Dispatches from Davos the Wannsee Conference for hedge funds:
The German crusade to do something—anything—about hedge funds continues this weekend in Essen, Germany. The finance ministers of the G7 (G8 member Russia is sitting this one out) are set to meet in the industrial western city to discuss a variety of topics, but apparently none more important than hedge funds.
German Chancellor Angela Merkel has made doing something about the systemic risks allegedly posed by the largely unregulated funds a cornerstone of her country’s presidency of the G8 this year.

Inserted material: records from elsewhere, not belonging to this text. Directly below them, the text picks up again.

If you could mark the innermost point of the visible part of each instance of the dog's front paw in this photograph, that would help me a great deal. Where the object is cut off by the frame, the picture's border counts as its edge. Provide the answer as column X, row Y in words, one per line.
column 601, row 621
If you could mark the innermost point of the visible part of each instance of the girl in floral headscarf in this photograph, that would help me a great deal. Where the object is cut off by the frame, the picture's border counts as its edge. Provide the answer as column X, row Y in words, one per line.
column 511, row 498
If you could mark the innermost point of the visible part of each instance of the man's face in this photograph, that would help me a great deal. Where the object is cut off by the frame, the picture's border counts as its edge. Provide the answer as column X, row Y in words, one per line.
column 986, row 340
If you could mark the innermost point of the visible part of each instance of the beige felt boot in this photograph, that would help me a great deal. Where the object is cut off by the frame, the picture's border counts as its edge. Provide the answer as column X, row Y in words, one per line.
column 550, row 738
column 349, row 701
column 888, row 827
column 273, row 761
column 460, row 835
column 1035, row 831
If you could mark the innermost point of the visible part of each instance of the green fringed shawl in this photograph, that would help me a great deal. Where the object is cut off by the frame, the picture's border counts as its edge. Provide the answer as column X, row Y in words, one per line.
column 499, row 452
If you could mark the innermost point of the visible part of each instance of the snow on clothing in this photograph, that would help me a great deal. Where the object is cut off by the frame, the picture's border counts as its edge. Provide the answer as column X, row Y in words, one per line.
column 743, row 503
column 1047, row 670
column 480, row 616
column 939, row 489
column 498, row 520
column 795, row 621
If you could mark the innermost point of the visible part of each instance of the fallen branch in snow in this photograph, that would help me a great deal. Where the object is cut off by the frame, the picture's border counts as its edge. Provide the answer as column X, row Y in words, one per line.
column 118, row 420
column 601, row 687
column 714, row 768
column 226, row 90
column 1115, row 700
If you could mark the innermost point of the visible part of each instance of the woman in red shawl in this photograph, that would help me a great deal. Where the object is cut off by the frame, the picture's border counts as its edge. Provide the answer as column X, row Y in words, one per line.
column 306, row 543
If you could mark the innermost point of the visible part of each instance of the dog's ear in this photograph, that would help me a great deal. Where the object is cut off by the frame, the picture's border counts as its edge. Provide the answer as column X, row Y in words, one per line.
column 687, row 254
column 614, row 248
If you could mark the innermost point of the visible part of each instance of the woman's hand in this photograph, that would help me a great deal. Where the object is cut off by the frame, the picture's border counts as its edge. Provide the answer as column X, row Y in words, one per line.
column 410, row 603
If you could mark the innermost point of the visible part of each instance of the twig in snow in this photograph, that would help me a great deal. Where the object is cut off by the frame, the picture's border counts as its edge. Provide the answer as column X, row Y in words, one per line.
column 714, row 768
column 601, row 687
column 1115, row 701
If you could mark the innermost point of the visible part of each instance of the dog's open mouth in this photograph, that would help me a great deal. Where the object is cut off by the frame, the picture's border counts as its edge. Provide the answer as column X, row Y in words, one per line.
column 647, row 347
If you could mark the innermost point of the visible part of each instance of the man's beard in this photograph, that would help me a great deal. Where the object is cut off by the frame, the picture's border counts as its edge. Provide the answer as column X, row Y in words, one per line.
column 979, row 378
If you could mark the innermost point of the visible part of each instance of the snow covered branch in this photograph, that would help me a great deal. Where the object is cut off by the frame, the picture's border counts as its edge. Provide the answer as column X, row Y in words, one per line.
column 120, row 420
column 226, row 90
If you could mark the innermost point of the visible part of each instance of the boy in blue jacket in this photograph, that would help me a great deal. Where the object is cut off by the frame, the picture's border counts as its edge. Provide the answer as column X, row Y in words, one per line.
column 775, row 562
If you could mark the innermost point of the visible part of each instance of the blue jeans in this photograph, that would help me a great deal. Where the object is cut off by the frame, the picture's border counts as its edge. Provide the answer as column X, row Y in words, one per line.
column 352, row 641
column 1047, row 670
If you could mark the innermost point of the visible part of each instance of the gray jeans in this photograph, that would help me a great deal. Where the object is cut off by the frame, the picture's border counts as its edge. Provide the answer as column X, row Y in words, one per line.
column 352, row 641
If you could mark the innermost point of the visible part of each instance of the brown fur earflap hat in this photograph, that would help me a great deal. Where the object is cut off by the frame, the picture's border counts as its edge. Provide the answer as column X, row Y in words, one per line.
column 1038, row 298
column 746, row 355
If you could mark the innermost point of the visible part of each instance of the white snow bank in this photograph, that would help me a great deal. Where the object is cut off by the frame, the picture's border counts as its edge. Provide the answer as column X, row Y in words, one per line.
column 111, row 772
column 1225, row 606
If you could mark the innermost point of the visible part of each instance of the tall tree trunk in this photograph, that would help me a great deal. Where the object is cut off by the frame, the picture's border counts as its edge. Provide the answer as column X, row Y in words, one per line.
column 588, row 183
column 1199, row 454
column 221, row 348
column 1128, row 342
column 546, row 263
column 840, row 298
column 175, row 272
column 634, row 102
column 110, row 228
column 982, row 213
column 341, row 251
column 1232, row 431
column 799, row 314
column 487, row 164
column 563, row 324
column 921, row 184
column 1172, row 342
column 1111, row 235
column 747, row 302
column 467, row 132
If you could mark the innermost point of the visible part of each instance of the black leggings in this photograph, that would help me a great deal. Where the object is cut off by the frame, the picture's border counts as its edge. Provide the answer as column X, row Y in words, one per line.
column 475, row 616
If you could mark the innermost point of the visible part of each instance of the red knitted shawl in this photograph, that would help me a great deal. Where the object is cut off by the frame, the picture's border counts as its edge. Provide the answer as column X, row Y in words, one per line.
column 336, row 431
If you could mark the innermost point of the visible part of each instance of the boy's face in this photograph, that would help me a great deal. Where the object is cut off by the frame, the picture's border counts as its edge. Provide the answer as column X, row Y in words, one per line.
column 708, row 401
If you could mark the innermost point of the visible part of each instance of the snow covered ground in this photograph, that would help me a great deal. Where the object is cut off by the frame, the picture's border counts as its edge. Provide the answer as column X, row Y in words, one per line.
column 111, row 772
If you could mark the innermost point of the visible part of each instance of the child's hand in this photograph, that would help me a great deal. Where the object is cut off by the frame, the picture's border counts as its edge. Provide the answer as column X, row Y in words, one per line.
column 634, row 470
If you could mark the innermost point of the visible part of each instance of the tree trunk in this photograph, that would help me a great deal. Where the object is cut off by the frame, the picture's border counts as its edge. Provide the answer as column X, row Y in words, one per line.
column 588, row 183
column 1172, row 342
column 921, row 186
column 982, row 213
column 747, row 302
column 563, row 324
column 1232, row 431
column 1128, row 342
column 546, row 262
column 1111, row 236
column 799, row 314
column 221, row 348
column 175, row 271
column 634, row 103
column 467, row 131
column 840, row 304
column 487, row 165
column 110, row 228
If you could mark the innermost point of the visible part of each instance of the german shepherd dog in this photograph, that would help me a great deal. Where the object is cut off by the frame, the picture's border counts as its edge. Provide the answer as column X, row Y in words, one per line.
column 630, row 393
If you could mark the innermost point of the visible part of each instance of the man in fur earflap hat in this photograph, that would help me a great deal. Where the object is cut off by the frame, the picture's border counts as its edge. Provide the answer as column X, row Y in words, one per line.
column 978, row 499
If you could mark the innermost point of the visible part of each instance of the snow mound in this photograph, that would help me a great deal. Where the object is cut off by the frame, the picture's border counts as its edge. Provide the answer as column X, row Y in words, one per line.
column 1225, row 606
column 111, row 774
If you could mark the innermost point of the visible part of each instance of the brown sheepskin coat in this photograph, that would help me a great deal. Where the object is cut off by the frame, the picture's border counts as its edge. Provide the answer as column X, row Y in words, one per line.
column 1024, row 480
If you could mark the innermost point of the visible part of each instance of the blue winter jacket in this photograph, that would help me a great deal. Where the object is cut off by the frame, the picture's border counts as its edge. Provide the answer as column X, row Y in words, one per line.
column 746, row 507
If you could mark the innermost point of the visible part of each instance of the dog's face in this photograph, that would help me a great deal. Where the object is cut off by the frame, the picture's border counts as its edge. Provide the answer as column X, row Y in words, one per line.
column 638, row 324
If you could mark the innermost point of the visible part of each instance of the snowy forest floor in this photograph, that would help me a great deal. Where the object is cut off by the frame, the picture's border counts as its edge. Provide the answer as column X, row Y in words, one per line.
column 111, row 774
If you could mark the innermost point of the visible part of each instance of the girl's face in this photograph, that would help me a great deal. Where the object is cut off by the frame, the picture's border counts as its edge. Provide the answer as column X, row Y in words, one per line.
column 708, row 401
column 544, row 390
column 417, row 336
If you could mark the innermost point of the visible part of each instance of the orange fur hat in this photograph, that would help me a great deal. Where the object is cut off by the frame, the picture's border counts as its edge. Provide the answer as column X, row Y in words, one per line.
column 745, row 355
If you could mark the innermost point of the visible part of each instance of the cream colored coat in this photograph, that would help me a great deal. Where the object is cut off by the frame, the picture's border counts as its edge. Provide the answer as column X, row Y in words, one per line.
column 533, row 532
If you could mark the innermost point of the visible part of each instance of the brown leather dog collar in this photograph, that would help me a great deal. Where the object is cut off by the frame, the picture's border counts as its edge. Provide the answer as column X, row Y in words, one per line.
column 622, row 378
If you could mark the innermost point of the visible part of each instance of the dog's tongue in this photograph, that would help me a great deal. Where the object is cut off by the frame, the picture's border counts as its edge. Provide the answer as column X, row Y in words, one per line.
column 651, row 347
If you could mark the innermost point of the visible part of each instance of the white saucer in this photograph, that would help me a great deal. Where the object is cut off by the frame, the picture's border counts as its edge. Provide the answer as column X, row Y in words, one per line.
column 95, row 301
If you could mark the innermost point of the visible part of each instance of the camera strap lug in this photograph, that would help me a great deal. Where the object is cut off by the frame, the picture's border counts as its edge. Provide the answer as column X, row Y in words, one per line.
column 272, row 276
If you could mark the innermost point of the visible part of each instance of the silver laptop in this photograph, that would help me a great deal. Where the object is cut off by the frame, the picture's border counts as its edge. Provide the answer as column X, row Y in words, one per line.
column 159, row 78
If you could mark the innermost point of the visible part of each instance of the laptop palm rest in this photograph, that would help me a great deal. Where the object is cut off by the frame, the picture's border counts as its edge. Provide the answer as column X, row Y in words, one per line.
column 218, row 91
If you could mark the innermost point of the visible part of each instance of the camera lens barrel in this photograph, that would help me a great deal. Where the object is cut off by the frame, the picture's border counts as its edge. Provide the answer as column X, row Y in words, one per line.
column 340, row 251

In the wake of Deutsche Börse’s failed LSE courtship [of ‘05], then-Social Democratic Party leader Franz Müntefering—now vice chancellor in Merkel’s government—derisively referred to the funds as “locusts.”
The outcome of the talks is uncertain. Thomas Mirow, the German deputy finance minister, has sought to play down the potential for the meeting at the Villa Hügel, the one-time seat of Krupp steel family, stressing that there will be “no far-reaching consequences.” And the Bush administration is unlikely to accept any sort of new international regulation. But, as the German magazine Der Spiegel points out, simply getting the Americans and British to agree to talk about hedge funds is something of a victory for the Germans. Greater New York and London, of course, are the world’s largest hedge fund centers, and the funds contribute a large amount to both cities’ economies.
Muentefering later recommended a law forcing hedge fund managers to wear yellow, locust-shaped patches on their suit jackets.